- Cobasna
- Coordinates: 47°46′47″N 29°12′35″E﻿ / ﻿47.77972°N 29.20972°E
- Country (de jure): Moldova
- Country (de facto): Transnistria
- Elevation: 152 m (499 ft)
- Time zone: UTC+2 (EET)
- • Summer (DST): UTC+3 (EEST)

= Cobasna =

Cobasna (Moldovan Cyrillic: Кобасна; Ковбасна, Kovbasna; Колбасная, Kolbasnaya) is a commune in northern Transnistria, Moldova that is composed of three villages: Cobasna, Cobasna station, and Suhaia Rîbnița. It is controlled by the self-proclaimed authorities of Transnistria. It is located 2 km from the border with Ukraine, in Rîbnița District.

Cobasna is the site of a Russian, and formerly Soviet, ammunition depot known as the Cobasna ammunition depot. It has been referred to as the largest in Eastern Europe.

==History==
Kiełbaśna, as it was known in Polish, was a private village of the Zamoyski, Koniecpolski, Lubomirski and Moszyński noble families successively, administratively located in the Bracław County in the Bracław Voivodeship in the Lesser Poland Province of the Kingdom of Poland. Following the Second Partition of Poland, it was annexed by Russia. In the 19th century, it remained a possession of Polish nobility, passing to the Jurjewicz family. In the late 19th century, it had a population of 1,167.

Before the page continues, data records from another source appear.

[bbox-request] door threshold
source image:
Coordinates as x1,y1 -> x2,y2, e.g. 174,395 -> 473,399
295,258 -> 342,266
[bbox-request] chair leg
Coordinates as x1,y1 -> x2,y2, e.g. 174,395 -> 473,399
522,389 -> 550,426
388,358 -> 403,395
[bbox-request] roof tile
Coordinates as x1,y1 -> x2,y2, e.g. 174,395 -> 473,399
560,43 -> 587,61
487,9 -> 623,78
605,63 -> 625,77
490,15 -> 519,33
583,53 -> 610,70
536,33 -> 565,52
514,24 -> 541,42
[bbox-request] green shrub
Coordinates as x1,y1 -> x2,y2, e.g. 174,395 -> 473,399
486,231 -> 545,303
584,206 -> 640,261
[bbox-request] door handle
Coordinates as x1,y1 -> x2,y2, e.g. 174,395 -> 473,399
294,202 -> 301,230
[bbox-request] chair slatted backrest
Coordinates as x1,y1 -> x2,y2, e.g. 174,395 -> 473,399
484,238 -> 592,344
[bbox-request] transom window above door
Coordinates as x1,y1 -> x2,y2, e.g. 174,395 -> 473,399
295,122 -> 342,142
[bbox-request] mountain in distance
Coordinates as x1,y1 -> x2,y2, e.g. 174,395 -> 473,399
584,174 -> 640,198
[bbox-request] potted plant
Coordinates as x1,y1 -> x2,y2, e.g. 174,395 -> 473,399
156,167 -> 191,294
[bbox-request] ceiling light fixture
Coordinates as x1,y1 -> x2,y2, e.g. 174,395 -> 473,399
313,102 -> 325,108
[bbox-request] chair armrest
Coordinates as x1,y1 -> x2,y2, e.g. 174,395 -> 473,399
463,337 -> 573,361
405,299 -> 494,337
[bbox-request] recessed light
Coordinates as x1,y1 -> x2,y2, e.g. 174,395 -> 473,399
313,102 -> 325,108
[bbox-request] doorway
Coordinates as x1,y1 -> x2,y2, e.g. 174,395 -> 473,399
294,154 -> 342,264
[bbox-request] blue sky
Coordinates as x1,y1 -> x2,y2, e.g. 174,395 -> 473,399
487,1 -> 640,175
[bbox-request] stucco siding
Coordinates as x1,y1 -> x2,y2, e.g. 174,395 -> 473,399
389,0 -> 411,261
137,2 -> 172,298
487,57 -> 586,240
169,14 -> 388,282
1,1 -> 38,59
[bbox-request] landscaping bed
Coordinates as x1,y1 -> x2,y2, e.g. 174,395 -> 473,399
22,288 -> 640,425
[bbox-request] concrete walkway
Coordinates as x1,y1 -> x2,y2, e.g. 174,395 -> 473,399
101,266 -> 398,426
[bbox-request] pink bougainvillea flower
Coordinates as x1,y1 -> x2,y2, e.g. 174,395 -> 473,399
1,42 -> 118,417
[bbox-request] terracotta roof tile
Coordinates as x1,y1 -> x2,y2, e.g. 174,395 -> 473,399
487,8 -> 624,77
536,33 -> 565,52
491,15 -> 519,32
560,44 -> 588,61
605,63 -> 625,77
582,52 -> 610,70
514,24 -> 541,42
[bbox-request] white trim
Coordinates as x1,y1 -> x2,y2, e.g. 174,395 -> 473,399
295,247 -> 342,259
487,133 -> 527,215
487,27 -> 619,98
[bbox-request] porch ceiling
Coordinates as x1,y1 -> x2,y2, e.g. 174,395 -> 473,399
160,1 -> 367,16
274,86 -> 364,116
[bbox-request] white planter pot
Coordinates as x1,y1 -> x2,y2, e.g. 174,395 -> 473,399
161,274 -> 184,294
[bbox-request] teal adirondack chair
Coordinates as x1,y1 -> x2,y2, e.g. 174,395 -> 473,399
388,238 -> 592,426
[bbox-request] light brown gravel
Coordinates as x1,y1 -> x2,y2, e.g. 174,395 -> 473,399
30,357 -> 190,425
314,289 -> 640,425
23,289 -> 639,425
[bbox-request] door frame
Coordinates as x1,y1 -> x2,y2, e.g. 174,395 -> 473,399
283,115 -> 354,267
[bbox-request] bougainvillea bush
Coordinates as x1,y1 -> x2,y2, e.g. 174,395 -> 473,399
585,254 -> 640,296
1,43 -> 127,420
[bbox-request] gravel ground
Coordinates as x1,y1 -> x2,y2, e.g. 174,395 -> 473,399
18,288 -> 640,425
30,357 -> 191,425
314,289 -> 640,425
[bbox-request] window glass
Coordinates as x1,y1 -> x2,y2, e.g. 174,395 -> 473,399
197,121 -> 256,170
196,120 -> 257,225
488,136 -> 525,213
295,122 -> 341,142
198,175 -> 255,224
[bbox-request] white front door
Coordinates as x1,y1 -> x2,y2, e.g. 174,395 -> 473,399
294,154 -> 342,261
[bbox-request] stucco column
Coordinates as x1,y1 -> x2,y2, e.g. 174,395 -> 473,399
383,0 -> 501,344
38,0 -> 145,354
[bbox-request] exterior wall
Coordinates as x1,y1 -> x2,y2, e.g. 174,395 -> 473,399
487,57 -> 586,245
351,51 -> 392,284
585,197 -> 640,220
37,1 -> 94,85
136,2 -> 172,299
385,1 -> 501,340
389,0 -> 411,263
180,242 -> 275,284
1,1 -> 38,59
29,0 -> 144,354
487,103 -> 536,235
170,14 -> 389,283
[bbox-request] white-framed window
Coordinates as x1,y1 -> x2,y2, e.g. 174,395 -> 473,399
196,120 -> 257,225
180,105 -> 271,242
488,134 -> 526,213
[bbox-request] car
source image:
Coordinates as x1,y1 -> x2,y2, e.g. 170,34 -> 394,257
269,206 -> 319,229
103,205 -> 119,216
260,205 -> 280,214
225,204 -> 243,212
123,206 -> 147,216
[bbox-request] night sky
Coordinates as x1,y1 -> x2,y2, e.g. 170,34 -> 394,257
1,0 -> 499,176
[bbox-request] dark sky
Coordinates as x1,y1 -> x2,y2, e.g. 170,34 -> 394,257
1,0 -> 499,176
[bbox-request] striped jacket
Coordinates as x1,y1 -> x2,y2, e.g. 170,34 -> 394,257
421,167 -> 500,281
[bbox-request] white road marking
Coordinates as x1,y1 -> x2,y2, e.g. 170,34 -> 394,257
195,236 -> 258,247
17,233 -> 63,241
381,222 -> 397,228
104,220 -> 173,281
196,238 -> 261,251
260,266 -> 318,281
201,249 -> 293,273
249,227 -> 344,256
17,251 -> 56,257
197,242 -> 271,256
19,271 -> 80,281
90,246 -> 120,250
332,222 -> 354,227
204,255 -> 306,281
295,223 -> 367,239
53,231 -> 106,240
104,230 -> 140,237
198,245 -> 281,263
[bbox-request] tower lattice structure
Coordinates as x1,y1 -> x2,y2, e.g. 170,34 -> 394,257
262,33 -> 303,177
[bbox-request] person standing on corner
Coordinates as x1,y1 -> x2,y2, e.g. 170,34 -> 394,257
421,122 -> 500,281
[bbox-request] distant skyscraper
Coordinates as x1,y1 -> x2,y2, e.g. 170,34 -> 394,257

In 1924, it became part of the Moldavian Autonomous Oblast, which was soon converted into the Moldavian Autonomous Soviet Socialist Republic, and the Moldavian Soviet Socialist Republic in 1940 during World War II. From 1941 to 1944, it was administered by Romania as part of the Transnistria Governorate.

The majority of the original ammunition has either disappeared or has been removed from Cobasna under Organization for Security and Co-operation in Europe (OSCE) supervision. Military equipment which was impractical to remove has undergone on-site destruction as per Moldovan demands that the "weapons dump" of Transnistria be removed. In 2003, the process to remove the arms broke down when the Kozak memorandum was rejected by Moldovan president Vladimir Voronin. Today, around 22,000 tons of military equipment and ammunition reportedly remain there, guarded by Russian troops. 1,500 troops of the Operational Group of Russian Forces are stationed in the area.

On 27 April 2022, the Ministry of Internal Affairs of Transnistria reported that drones flew over Cobasna and that shots were fired on the village. The ministry claimed that the drones came from Ukraine. Several attacks had recently occurred in Transnistria at the time. They occurred during the 2022 Russian invasion of Ukraine, and may have been a false flag operation by Russia or Transnistria itself.

According to the 2004 census, the population of the village was 1,396 inhabitants, of which 334 (23.92%) Moldovans, 936 (67.04%) Ukrainians and 107 (7.66%) Russians.